Merhabalar.. Eğer yorum yaparsanız, beni çok mutlu edersiniz.
Yapmazsanız da canınız sağ olsun.. 38 bölüm oldu, hala aynı şeyi yazıp duruyorum...
_________________________
Bomboş bir restoranın, Prens Einar'a ayrılmış katında yemek yemek, bugün için yaptığım planlar arasında yoktu bile.
Karşımda benim adıma da sipariş veren adama bakmamak için öyle çok çabalıyordum ki, eğer ki tüm restoranı baştan yapacak olsalar, eskisine tam uyan tarifi vermekte sıkıntı çekmezdim.
Üzerime çöken korkunç enerjisi artık yoktu. Kendini kontrol mü ediyordu? Yoksa bana artık o kadar da sinirli değil miydi? Bilmiyordum.
Tek bildiğim, Eko ve Elfida ile yaptığımız tamamen sessizlik içinde geçen yolculukta, halkanın etrafında oluşan buz yanığını görüp, artık bu konuda yapabileceğim bir şeyin olmamasına karar vermemdi. Arkasına dönüp neye baktığımı sorgulayan Elfida'nın yüzünde ve dikiz aynasından bakan Eko'nun ifadesinde de aynını görmüştüm.
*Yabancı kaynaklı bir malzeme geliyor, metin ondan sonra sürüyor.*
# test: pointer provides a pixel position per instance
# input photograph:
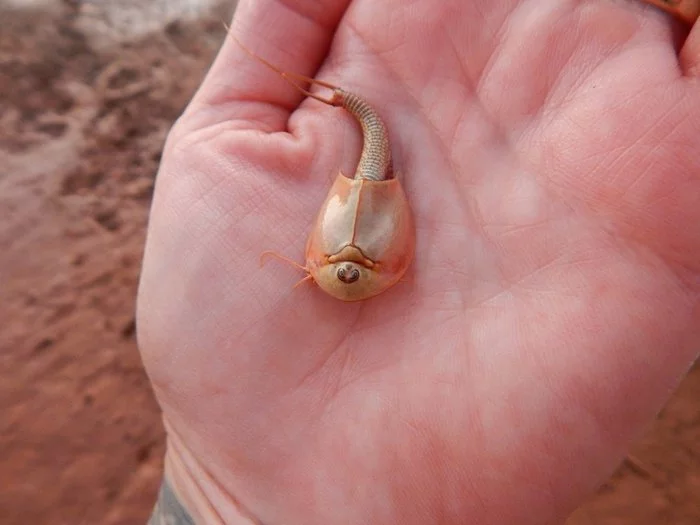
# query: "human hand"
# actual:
(548, 151)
Yapabilecek bir şey yok.
Bu evrene geldiğimden beri, bir çok kez yalnızlıkla sınamıştım kendimi ama Eko ve Elfida'nın beni restorana bırakıp uzaklaşmalarını izlemek nedense en korkuncuydu.
Belki de bu sefer ölüm ihtimalimin, diğerlerinden daha fazla olmasındandı bilmiyorum.
Belki de Eko ve sarı gözlü güzel kadının, beni sonuna kadar savunacaklarına inanıyor olmamdı.
Görüyoruz ki, Prens Einar aynı fikirde değildi.
Kendisine, restorana ekibimle gelmek istediğimi söylediğimde bile alay eder gibi gülüp sadece başı ile onaylamıştı.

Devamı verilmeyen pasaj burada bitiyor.